The fluctuation of Antarctic sea ice has strengthened since 2014 and hit the historical low several times, which is different from the past. The rapid change of sea ice can touch off the abnormal variations of heat-moisture exchange between atmosphere and ocean, break the balance between the atmospheric and the marine system. Cloud anomalies occur in this process, which is capable of controlling the sea-ice growth and melting processes, through its influences on the surface energy budget, via reducing shortwave radiation and transmitting longwave radiation. Sea ice prediction in the polar region becomes very valuable for environmental protection, social security, and economic development, in the context of dramatic changes in the polar climate. However, the sea ice prediction model behaves not well due to a lack of knowledge of cloud processes in the polar climate system.

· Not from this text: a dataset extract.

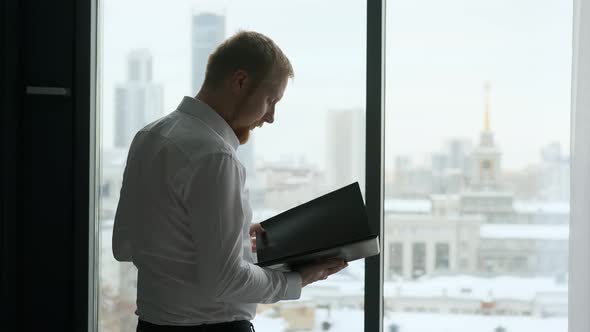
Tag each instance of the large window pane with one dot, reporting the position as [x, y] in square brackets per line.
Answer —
[154, 52]
[477, 165]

Aim to solve this problem, the short-term and long-term influence mechanism of Antarctic winter clouds on sea ice is investigated. The study on the short-term forcing of winter clouds on sea ice is mainly to investigate the forcing of winter Antarctic clouds on sea ice in 2011, and their contribution to the area and thickness of summer sea ice in 2012. The results show that the cloud anomaly in winter is in agreement with the convection and the advection related to the large-scale atmospheric circulation. The negative cloud anomaly in winter 2011 may be caused by the atmospheric pressure anomalies. The longwave radiation from the surface is released into space in the less-cloud region, which cools and freezes the surface due to heat loss and increase the sea-ice area and thickness. Although this extra sea ice has experienced drifting, there is still much sea ice that survived in the following summer, which makes the summer sea ice show a positive anomaly.
Based on the study of the influence mechanism of cloud to sea ice seasonally, this paper further investigates the long-term coupling mechanism of the Antarctic winter cloud to sea ice. The results show that atmosphere forces sea ice in two ways: in the low-troposphere, the atmosphere can directly force sea ice dynamics and thermodynamics through large-scale atmospheric circulation. The wind related to the large-scale atmospheric circulation can drive sea ice dynamically, and also generate or melt sea ice by carrying warm or cold air. On the other hand, clouds related to the large-scale atmospheric circulation can force sea ice by the radiative effect. In the Antarctic winter, the large-scale atmospheric circulation is mainly controlled by wave-3 and SAM. In the low-troposphere, the large-scale atmospheric circulation controlled by wave-3 and SAM determines the wind direction, air temperature, and moisture. Under the influence of the Antarctic and Andes topography, a negative cloud anomaly with the same phase of sea ice anomaly is formed. The radiation effect of the negative cloud anomaly on the surface weakens the direct impact of large-scale atmospheric circulation on sea ice. In the mid-troposphere, the formation of clouds is mainly related to the atmospheric circulation anomaly controlled by wave-3, and the combined action of advection and convection results in the anomalies of middle clouds. However, in the mid- and upper troposphere, the radiative effects of cloud mode on the surface promote the direct forcing of low-tropospheric large-scale atmospheric circulation on sea ice. This result reveals, for the first time, the different effects of cloud cover in the different level troposphere on the sea ice distribution.
Based on the study of the short-term and long-term influence mechanism of clouds on sea ice, it is found that clouds have a significant radiation impact on sea ice, and sea ice has a good record of this impact, which is reflected in many Antarctic regions. Besides, the trace of robust cloud forcing to sea ice can retain for seasonal time scales. It shows that clouds have great potential to predict sea ice. Based on these understandings, a linear Markov sea-ice prediction model is designed. We chose to define the coupled Antarctic climate system with many variables: cloud cover, sea ice concentration, and other climate factors (including geopotential height, wind vector, and air temperature in different levels of the troposphere). The multivariate empirical orthogonal function of these variables is taken as the component of the model. The prediction ability of the model is evaluated by cross-validation. A series of sensitivity experiments are carried out to determine the best model. Although this kind of statistical model can't simulate nature, it has better practical value and application space before the birth of an ideal climate dynamic prediction model.
With the increasing demand for sea ice and climate prediction in polar. Our ability to understand and quantitatively simulate the cloud-air-sea ice coupling process is valuable to the sea ice, synoptic, and climate simulation and prediction.